Con il tempo ho lasciato andare l’idea di dover arrivare, di dover raggiungere, di dover chiudere. L’idea che ci fosse un tempo specifico per fare o non fare. Ho invece accolto l’idea che anche le cose più importanti, a cui siamo più legati, a cui abbiamo dedicato la maggior parte delle nostre energie, della nostra volontà, del nostro amore, possano lasciarci, finire, dissolversi. E non saranno quelle che arriveranno con noi alla fine. Sono sicuramente intrappolato nella velocità con cui, anche il settore della musica, viaggia in questo momento. Spesso, per fortuna, non sto al passo, mi piace il fuoristrada, ma in ogni caso riconosco che influenza indirettamente il mio stato presente.

Hai vissuto alcune esperienze che pochi possono dire di aver fatto: due viaggi in bicicletta, uno in Marocco, l’altro dai Balcani alla Turchia. C’è qualcosa di quei giorni, di quegli odori, di quei suoni che ha influenzato, o pensi influenzerà, la tua produzione artistica?
Moltissimo di quello che succede in viaggio ritorna in quello che faccio. Viaggiare da solo in bici, per lunghissime tratte, mi mette davvero a nudo.
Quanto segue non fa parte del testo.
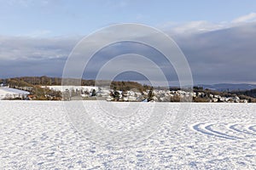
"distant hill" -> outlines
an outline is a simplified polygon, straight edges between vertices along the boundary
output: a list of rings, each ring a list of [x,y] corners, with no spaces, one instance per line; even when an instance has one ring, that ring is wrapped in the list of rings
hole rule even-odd
[[[200,84],[197,86],[203,87],[204,88],[208,88],[211,90],[219,91],[219,92],[244,91],[244,90],[251,90],[256,88],[256,84],[246,84],[246,83],[242,83],[242,84],[220,83],[220,84],[212,84],[212,85]]]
Risulto vulnerabile, straniero ed esposto, ma anche curioso, innamorato di tutto e commosso. Ricordo bene i visi e le mani di chi mi ha aiutato, di chi ho incontrato sulla strada e con cui ho fatto un pezzetto di viaggio. Tutti i paesi, le cittadelle, i posti “di mezzo”, che mai avrei attraversato viaggiando in un altro modo. Ogni tanto mi succede di confondere i ricordi di un viaggio con quelli di un altro, i chilometri accumulati cominciano a essere davvero parecchi. Non ho mai scritto nulla di quello che vivevo in viaggio, né durante né dopo, non c’è traccia dei miei viaggi, se non dentro di me o in qualche finestrella aperta nelle mie canzoni.

Restiamo in qualche maniera all’estero: nel tuo brano Africano, canti: “Nasci dove nasci e muori dove vuoi”. Ecco, quanto ritieni relative le proprie origini e le destinazioni a cui si approda rispetto a tutto ciò che c’è nel mezzo, rispetto a un intero percorso di vita?
Le origini sono una ricchezza immensa, che forse stiamo perdendo senza accorgercene. Ovunque nel mondo, intendo. Magari è una mia sensazione, e sto sbagliando, ma la percezione che tutto stia diventando piatto, simile, sotto un unico grande tetto, è un sentimento che mi si ripropone ogni tanto. Non è ancora così, ovviamente, mi sembra però che la strada sia quella. Sarò contento, eventualmente, di essermi sbagliato. Poi chissà, le origini ci capitano addosso, non dipendono da noi ma da dove nasciamo, da chi nasciamo, però possiamo morire dove vogliamo creando nuove origini per chi verrà dopo. Allora siamo il principio e la fine al tempo stesso. Divino.

Pelle di lupo, selezionato dalla giuria di Musicultura per il tuo approdo tra i 16 finalisti del Festival, è invece un brano dalla carica sensuale molto esplicita. Perché hai scelto di dar voce senza filtri a un sentire tanto intimo come quello relativo alla sfera erotica, di cui spesso, al contrario di quanto fai tu nella tua canzone, si parla in maniera decisamente velata?
Parto dalla “pelle”, che è la prima a sentire del mondo: onesta, vera, finita, mortale, rovinata, usata. Mi immagino che parlerebbe così, senza filtri, come dice la domanda. Poi sono la testa e il cuore, che sono sotto la pelle, a fare casino. La natura più profonda che abita dentro di noi è come una bestia da domare. Parla un linguaggio diverso da quello umano, con modalità espressive differenti, che vengono spesso fraintese perché lontane dal processo evolutivo della nostra specie. Ogni tanto, però, nell’intimità di un gesto o di una confidenza, quella bestia si fa sentire forte e prepotente, lasciando le impronte del suo passaggio nella nostra vita e in quella di chi ci circonda. “Homo homini lupus”, dall’Asinaria di Plauto al De cive di Hobbes: oggi, chi siamo noi davvero, persone o ancora bestie?